In geophysical studies, the dimension of data sets from most oceanic, 
atmospheric numerical models and satellites is extremely large. There exists 
a variety of recent techniques to deal with such an issue in the special 
context of climate studies. For example, Bayesian methods (e.g. Wikle et al., 
2002), data mining, imaging and statistical visualization procedures have 
provided interesting and innovative ways to analyze large climatic data sets. 
In addition to the computational problem, the distribution of climatic random 
vectors is often supposed to be Gaussian or a mixture of Gaussian 
distributions, although this assumption is not always satisfied for a wide 
range of atmospheric variables.

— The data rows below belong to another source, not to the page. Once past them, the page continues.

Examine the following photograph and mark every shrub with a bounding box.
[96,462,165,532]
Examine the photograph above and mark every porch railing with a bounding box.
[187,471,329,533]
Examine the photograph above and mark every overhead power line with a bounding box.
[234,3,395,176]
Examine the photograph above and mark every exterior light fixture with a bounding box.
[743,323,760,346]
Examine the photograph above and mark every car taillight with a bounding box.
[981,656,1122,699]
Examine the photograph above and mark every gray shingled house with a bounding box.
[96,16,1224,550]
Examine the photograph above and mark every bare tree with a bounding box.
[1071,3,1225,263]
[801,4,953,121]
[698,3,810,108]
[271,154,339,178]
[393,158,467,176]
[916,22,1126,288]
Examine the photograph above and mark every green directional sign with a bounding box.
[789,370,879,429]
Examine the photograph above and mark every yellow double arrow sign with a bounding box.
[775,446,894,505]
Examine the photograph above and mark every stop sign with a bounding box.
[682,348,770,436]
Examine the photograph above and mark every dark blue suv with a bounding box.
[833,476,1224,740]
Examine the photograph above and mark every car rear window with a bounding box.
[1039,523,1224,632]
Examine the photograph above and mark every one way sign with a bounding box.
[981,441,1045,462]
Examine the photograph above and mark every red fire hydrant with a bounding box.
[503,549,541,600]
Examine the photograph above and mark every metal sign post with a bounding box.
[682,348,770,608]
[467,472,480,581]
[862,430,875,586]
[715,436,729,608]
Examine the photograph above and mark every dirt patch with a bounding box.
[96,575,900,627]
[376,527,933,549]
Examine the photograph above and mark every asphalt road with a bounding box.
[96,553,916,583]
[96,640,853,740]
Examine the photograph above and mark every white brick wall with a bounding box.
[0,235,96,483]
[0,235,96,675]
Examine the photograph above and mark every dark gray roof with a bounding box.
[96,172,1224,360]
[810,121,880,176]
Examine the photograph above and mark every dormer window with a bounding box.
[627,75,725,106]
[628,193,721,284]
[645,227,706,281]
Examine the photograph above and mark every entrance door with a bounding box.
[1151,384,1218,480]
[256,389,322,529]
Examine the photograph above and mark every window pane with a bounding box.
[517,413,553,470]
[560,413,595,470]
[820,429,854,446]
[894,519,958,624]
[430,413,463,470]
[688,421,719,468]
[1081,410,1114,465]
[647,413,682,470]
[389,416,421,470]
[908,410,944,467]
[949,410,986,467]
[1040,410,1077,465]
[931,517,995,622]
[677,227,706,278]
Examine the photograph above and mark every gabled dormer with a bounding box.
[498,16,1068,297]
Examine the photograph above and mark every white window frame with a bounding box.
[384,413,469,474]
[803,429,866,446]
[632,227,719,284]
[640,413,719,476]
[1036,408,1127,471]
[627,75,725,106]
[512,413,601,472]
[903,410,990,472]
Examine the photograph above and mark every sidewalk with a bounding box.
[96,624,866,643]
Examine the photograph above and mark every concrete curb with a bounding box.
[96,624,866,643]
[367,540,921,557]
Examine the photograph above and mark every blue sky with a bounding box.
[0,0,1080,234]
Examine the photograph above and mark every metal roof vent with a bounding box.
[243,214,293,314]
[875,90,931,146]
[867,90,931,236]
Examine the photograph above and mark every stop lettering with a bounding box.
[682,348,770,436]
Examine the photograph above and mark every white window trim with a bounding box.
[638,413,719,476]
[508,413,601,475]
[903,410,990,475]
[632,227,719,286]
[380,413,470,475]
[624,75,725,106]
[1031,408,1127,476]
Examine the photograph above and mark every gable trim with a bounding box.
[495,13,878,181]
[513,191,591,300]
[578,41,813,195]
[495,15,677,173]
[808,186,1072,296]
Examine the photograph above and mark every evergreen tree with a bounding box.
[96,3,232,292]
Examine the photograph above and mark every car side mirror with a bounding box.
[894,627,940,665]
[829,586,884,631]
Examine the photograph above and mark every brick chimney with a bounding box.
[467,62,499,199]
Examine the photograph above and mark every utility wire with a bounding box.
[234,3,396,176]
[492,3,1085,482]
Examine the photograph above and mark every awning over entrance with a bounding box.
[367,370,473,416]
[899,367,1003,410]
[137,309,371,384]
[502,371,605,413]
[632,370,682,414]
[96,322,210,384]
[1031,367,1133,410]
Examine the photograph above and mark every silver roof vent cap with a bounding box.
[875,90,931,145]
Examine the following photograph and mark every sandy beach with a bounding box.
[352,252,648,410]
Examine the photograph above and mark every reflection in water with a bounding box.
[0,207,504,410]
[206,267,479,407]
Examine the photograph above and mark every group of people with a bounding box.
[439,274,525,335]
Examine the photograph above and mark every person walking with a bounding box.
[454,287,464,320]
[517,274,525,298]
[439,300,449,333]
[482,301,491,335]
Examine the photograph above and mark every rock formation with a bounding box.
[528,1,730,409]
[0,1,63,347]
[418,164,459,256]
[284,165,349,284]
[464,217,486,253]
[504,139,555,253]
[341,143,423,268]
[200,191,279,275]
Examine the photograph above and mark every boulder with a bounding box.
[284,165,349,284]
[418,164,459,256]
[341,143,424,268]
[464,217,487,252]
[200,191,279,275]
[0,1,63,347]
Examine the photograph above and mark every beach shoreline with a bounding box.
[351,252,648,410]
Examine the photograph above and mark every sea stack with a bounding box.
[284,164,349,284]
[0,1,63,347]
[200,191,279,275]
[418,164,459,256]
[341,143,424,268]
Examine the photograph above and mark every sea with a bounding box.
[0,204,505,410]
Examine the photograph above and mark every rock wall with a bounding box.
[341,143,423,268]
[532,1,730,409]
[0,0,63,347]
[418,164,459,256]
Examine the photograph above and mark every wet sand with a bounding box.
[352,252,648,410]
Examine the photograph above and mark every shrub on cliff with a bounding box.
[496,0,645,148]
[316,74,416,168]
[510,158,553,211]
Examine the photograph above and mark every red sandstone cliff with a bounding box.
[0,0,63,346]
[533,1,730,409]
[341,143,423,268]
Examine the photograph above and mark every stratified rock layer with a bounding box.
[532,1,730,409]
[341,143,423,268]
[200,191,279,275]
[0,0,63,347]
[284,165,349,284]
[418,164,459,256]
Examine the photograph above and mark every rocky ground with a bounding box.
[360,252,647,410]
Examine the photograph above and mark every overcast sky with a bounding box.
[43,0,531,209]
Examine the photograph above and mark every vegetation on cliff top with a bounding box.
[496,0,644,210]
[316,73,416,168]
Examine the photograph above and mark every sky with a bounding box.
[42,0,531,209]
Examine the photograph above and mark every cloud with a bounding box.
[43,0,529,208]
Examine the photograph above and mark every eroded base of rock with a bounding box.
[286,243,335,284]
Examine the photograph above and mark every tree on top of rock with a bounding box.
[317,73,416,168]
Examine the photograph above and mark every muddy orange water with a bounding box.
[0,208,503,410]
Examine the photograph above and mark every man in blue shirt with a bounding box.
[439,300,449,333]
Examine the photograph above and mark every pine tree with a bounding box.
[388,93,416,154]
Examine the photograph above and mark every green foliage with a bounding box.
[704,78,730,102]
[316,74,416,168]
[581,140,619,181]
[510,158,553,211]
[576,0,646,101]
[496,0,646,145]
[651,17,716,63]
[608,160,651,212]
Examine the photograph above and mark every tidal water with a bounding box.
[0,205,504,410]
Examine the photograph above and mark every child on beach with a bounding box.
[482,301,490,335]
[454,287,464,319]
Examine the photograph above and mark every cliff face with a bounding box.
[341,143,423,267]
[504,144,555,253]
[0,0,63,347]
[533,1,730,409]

For example, the distribution of daily 
precipitation amounts is by nature skewed. In this paper, we attend to 
address these two problems, large size and skewness, with two different 
approaches. Because the scope of these problems is very large, we will focus 
our attention on two specific statistical methods used in climate studies. In 
Section 2, we will present a simple way to incorporate skewness in Kalman 
filtering techniques without losing the computational advantages associated 
with the normal distribution (Naveau and Genton, 2002). In Section 3, the 
concept of distributions of distributions (Diday et al., 1985; Vrac 2002; Vrac 
et al., 2001) will be used in order to improve classical clustering methods for 
large climatic data sets. This application is closely linked to the algorithm of 
inversion of the equation of radiative transfer (Chedin et al., 1985). 



2. GENERAL SKEWED KALMAN FILTERS 

Before presenting the details of our research on Kalman filters, we want 
to clarify some climatic terms to the statistician who may not be familiar 
with atmospheric sciences. In particular, we would like to recall the meaning 
of numerical models and data assimilation in the context of this work. For 
the former, a numerical computer model solves the governing physical, 
thermodynamics and micro-physical processes at different scales of interest 
and over a specific region (depending on the scientific problem under study). 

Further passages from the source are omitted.